Sous le feu de vives critiques en Israël, Stéphane Richard, le PDG d’Orange, a décidé de s’expliquer, jeudi 4 juin, sur une petite phrase qu’il a prononcée la veille et qui a mis le pays en émoi. Alors qu’il était au Caire, M. Richard avait déclaré que, s’il le pouvait, il déciderait dès « demain » le retrait d’Orange d’Israël.
Le patron de l’opérateur français a tenu à rappeler que son groupe n’est pas lui-même directement présent en Israël et donc que la question de rester ou partir ne se pose pas. La question qui se pose en réalité – et c’est ce que ses propos visaient, assure M. Richard – est celle du retrait de l’usage de la marque Orange par la société Partner.
Orange dispose en effet en Israël d’un accord de licence avec cet opérateur, qui, dans ce cadre, utilise la marque, en échange d’une redevance. Cet accord date toutefois de 1998, c’est-à-dire lorsque cette marque était encore la propriété du groupe chinois Hutchison, deux ans avant son rachat par France Télécom.
« Le groupe Orange n’est pas actionnaire de la société Partner et n’a donc aucune influence sur la stratégie ou le développement opérationnel de celle-ci », a également expliqué la direction de l’opérateur dans un communiqué publié jeudi.

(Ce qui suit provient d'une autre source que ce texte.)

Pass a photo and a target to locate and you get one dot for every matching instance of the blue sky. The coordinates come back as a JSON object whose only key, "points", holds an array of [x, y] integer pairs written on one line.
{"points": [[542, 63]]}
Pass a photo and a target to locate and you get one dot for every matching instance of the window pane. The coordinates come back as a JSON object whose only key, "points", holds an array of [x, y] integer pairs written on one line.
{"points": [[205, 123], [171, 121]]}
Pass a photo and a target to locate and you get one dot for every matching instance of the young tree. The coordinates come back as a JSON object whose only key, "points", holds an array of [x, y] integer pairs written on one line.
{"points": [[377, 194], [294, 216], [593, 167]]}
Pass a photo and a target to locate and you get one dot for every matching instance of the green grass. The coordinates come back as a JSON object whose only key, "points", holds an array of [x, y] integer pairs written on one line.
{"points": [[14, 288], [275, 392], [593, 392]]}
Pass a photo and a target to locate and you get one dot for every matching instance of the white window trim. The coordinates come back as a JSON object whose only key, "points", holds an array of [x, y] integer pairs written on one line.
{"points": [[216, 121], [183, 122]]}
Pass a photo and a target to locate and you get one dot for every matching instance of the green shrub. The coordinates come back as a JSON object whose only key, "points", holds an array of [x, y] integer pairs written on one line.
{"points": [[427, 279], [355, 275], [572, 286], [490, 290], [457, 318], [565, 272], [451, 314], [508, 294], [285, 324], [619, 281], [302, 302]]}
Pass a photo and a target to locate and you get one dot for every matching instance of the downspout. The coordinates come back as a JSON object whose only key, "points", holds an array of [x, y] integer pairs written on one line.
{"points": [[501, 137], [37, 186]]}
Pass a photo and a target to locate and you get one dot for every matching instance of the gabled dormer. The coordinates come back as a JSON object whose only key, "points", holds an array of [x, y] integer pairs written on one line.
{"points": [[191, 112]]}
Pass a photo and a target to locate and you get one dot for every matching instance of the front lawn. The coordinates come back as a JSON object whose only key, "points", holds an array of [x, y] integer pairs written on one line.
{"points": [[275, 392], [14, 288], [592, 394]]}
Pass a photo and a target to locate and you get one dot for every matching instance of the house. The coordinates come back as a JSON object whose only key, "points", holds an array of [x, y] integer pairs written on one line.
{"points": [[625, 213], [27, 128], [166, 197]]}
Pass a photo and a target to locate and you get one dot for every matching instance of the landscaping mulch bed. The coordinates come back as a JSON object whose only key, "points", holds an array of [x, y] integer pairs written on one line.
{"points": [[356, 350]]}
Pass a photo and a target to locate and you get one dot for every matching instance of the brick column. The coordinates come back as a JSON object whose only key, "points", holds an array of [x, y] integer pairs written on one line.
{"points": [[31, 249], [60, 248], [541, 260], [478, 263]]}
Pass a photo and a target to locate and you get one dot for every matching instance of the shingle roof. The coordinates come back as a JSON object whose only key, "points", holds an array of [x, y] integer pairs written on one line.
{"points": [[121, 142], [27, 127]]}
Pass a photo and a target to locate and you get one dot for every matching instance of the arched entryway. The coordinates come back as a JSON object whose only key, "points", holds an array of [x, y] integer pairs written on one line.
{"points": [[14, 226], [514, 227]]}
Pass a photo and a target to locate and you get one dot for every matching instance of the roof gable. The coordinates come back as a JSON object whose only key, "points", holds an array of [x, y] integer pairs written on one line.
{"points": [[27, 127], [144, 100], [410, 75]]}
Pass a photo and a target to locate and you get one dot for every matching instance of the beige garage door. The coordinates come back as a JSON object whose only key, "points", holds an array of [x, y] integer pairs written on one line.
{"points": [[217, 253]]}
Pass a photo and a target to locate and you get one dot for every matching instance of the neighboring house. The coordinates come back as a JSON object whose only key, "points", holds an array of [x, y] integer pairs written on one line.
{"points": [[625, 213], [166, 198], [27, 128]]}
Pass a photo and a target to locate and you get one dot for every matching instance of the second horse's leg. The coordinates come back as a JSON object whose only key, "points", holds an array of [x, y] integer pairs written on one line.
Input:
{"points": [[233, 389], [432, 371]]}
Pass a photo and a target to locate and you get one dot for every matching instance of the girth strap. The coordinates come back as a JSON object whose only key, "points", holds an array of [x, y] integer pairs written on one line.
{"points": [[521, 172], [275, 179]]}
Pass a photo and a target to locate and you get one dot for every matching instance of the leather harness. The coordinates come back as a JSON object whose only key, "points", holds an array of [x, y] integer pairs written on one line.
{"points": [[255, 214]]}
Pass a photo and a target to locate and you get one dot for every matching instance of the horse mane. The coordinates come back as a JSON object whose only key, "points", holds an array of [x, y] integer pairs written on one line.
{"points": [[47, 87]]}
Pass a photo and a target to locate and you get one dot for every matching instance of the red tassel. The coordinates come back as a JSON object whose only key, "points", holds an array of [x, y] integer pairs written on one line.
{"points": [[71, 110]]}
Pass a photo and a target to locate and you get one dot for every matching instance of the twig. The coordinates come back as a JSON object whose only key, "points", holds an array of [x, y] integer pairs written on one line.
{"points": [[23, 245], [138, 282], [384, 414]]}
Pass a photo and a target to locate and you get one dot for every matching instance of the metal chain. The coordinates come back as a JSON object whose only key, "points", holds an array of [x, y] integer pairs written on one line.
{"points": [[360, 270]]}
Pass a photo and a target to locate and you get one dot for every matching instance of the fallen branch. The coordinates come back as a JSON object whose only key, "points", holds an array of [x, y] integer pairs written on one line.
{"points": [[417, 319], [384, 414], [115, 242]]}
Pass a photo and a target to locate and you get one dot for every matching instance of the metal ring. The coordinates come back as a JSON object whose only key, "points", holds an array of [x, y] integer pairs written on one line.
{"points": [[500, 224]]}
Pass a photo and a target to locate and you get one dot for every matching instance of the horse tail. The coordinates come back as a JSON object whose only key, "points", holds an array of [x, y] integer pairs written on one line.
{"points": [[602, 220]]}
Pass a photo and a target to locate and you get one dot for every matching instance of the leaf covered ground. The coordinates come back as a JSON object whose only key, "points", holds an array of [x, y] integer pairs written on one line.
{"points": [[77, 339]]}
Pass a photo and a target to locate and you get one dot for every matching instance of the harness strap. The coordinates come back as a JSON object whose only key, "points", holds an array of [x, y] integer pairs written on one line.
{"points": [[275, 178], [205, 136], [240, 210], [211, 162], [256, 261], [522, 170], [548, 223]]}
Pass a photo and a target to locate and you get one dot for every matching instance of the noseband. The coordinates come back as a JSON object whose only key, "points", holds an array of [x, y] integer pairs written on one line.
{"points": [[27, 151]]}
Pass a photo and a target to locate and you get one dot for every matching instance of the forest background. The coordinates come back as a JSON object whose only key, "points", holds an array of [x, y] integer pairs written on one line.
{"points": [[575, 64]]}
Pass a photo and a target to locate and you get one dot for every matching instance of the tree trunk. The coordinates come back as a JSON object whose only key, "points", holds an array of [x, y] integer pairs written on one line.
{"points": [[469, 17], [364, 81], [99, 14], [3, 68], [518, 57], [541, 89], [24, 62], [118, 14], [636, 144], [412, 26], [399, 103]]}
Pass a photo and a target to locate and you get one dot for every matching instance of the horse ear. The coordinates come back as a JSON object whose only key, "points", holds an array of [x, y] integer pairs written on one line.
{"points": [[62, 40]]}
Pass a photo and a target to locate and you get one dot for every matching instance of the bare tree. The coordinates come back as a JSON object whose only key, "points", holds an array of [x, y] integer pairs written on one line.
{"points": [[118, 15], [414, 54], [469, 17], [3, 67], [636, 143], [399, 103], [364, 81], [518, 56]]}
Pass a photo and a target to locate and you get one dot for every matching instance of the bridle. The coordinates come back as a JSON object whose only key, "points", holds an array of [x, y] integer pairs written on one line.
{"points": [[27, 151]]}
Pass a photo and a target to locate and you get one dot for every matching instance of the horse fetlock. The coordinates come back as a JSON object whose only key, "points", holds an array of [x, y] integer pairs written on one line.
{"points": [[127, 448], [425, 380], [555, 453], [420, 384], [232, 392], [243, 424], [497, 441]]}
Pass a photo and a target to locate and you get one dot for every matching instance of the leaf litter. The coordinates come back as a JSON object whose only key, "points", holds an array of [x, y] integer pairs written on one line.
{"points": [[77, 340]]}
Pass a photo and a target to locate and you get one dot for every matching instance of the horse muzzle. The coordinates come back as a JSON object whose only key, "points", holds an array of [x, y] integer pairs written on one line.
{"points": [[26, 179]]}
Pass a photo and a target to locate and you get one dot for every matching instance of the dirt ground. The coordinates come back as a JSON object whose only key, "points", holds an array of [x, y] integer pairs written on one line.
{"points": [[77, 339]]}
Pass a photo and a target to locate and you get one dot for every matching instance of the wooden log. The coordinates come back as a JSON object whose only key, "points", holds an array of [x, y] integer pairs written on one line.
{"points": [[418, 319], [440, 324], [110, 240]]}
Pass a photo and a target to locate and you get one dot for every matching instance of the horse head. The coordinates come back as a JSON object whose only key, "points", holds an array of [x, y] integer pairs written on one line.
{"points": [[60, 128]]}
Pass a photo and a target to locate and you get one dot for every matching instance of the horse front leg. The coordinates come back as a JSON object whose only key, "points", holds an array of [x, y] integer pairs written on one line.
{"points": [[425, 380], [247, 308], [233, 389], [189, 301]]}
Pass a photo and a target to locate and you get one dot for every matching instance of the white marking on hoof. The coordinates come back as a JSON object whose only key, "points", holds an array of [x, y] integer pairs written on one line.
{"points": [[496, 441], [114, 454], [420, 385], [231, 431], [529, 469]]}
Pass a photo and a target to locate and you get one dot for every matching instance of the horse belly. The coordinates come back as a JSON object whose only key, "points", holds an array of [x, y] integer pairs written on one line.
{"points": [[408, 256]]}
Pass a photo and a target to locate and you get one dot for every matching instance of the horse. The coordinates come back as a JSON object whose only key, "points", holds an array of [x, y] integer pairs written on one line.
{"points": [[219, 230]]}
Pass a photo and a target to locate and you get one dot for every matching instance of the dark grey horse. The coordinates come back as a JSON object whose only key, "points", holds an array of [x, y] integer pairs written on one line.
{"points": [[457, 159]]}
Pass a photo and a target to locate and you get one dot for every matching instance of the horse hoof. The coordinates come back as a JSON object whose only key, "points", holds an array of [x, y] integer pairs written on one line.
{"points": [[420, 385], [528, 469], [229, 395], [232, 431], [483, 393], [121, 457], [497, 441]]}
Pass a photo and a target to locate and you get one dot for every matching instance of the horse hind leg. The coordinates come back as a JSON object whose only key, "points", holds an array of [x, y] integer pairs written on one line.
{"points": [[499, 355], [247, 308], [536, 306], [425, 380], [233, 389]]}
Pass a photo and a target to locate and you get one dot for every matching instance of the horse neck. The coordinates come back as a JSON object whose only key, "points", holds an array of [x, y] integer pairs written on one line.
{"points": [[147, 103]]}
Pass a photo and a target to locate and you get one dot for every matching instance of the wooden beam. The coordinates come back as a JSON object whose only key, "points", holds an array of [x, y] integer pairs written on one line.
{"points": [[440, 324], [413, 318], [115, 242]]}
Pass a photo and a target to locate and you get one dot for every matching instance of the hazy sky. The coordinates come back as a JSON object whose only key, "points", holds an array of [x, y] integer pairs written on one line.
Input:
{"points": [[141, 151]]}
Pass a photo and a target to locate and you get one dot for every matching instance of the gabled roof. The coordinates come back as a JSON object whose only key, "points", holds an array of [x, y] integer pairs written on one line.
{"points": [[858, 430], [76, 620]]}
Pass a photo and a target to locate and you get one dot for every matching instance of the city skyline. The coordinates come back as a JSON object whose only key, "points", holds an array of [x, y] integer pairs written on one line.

« Rien à voir avec le contexte politique »
« Il s’agit d’une entreprise qui utilise le nom d’Orange mais qui n’a rien à voir avec le groupe et qui n’est pas contrôlée par nous », a indiqué M. Richard au Monde, rappelant qu’aucun autre opérateur dans le monde ne dispose de l’usage de la marque Orange. Et que celle-ci est immédiatement retirée lors des cessions de filiales à un autre opérateur.
« Il n’est pas dans la politique du groupe qu’un opérateur sur lequel nous n’avons aucun contrôle utilise notre marque », poursuit-il. Mais, dans le cas de Partner, l’accord d’usage de la marque court jusqu’en 2025. D’où, assure M. Richard, son propos sur le fait que, s’il le pouvait, il déciderait dès « demain » d’un retrait. De la marque donc. Et de conclure : « Tout cela n’a rien à voir avec le contexte politique. »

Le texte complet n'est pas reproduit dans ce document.